Talent Development Part 3 - Knowing What You Want
Sep 26, 2023Talent Development - Do you know what you’re looking for?
This is where the problems in Talent Development usually originate. We don’t really know what we are looking for. We have this image of what we need in our head, but it’s more a stylized photo from Garden & Gun than a clear description of the people you need in your organization. Some leaders will actually say, “I’ll know it when I see it.” Let’s face it, we are all visual people. We tend to make assessments based on what we see. That “visual bias” often leads to hiring the person “you want them to be,” not necessarily the person that they are.
We also tend to hire people that we think “think like us.” This “emotional connection bias” makes us think that we have found our doppelganger or our long-lost cousin who gets us and knows what we need. Both biases, the visual bias and the emotional connection bias, create more problems than they solve.
Whether you’re developing current talent or hiring new talent, Talent Development begins by clarifying exactly the type of team member you need. That description starts with clarifying the world we live in today.
We live in a world that is driven by technology and characterized by speed and change. AI complicates the picture even more because the line between truth and fiction can be easily blurred. The speed of change means faster decision making, better problem solving, and innovations are needed to stay relevant. You can’t keep power in your hands anymore. It must be shared. Things are simply moving too fast. This leads to the detailed description of the workforce you need today.
Use this basic principle: hiring and develop mindset first and skillset second. Yes, if they are in sales, they need to have sales skills. If they are in accounting, they need accounting skills. So, they do need the skills. What is more important, though, is whether they have the mindset to use those skills in a fast paced, changing world where THEY will make decisions every day that impact the organization. You can teach skills pretty easily. Mindsets are more complicated.
How do you want them to think, process information, analyze options? What’s the decision-making process you need them to use? How do you want them to collaborate with others?

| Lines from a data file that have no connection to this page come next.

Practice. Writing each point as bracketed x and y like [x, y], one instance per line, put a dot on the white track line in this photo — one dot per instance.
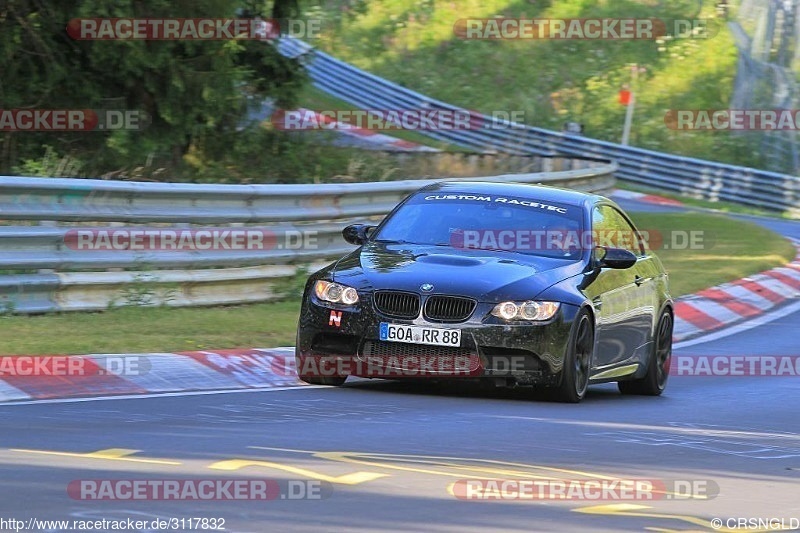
[157, 395]
[743, 326]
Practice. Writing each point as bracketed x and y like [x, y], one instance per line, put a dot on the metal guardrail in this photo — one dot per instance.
[685, 175]
[67, 278]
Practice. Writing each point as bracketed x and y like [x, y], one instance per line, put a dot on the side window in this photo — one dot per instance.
[610, 228]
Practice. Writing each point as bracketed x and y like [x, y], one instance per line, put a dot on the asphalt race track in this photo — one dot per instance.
[386, 455]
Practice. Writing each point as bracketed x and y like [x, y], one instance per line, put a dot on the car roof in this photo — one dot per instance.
[521, 190]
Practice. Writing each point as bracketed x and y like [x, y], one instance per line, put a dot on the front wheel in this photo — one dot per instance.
[577, 361]
[655, 381]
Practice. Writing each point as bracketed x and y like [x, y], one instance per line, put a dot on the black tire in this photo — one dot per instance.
[334, 381]
[577, 361]
[655, 380]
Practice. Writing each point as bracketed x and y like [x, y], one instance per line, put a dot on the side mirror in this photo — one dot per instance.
[357, 233]
[617, 258]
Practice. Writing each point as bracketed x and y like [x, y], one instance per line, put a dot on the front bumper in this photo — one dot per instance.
[347, 341]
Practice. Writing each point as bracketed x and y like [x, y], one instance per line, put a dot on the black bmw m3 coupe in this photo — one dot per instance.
[509, 283]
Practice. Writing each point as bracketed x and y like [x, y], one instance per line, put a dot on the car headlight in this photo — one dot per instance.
[337, 293]
[530, 310]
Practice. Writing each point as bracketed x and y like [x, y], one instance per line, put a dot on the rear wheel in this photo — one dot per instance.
[577, 361]
[655, 381]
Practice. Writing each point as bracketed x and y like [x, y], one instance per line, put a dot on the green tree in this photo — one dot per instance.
[195, 92]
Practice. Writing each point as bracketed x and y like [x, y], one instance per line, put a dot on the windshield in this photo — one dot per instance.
[486, 222]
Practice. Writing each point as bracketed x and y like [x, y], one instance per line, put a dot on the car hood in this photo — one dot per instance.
[487, 276]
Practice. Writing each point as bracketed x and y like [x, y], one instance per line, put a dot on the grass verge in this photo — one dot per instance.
[735, 249]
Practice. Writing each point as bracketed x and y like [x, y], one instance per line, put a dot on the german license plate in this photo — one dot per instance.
[420, 335]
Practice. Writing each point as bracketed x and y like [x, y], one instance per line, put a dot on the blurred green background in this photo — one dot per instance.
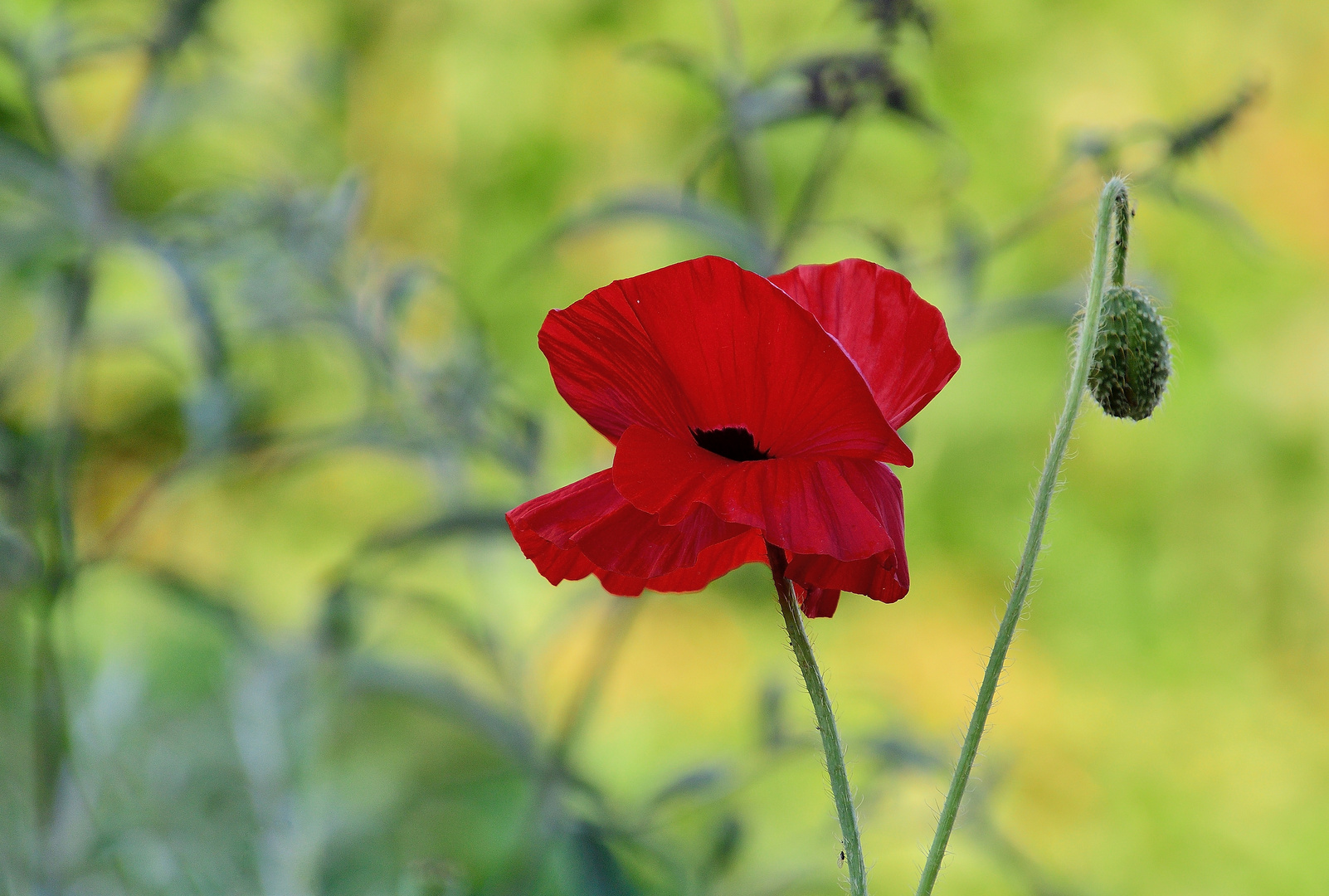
[271, 278]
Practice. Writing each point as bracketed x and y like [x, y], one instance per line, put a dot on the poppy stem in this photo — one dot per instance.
[1114, 198]
[831, 745]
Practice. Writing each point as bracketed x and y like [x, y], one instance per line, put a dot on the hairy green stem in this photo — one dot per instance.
[825, 723]
[1121, 238]
[1114, 198]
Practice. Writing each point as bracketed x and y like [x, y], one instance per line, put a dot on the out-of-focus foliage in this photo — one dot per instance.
[270, 277]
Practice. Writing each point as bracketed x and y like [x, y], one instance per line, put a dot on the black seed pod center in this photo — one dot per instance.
[734, 443]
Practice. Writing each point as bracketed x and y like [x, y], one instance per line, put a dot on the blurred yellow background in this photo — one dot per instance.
[1165, 722]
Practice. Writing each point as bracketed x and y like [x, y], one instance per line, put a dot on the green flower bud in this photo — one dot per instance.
[1132, 358]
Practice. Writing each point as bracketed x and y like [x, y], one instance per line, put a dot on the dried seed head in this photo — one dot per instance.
[1132, 358]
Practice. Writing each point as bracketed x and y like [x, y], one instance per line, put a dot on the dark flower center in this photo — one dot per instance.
[734, 443]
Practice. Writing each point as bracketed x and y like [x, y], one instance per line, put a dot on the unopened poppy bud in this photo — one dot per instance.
[1132, 358]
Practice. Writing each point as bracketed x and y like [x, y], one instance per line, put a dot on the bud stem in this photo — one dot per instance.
[1122, 237]
[1114, 198]
[831, 745]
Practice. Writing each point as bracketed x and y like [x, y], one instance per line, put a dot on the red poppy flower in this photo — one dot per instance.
[744, 411]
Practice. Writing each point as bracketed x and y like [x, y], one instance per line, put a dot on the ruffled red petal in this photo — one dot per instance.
[898, 341]
[843, 508]
[816, 601]
[706, 344]
[589, 528]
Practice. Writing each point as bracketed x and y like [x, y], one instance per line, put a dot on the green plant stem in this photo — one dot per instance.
[825, 723]
[1112, 198]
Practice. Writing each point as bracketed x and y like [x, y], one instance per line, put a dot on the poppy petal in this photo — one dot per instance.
[883, 577]
[898, 341]
[591, 519]
[816, 601]
[838, 507]
[706, 344]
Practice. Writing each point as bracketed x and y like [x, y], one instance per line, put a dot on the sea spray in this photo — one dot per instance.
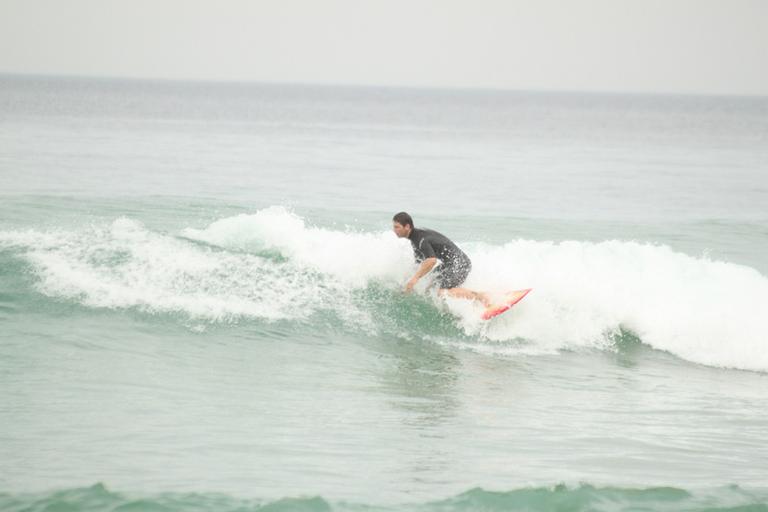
[272, 265]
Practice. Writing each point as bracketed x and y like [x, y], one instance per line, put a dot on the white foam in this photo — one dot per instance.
[705, 311]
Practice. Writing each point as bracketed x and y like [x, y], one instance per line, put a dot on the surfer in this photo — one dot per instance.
[428, 247]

That leads to the analysis question. Look at your current Talent Development process. Can you give specific examples of where you are developing the mindset needed to thrive? The answer in most organization is “no.” We usually develop skills but not mindset. We expect people to come with the mindset. Bad mistake. Everyone develops a mindset by the time they reach the workforce, and most people never leave that mindset unless they are forced to do so. That’s part of Talent Development – pushing people out of their comfort zone to develop a new mindset that creates new growth. When the mindset is there, the skills are easy to develop and apply.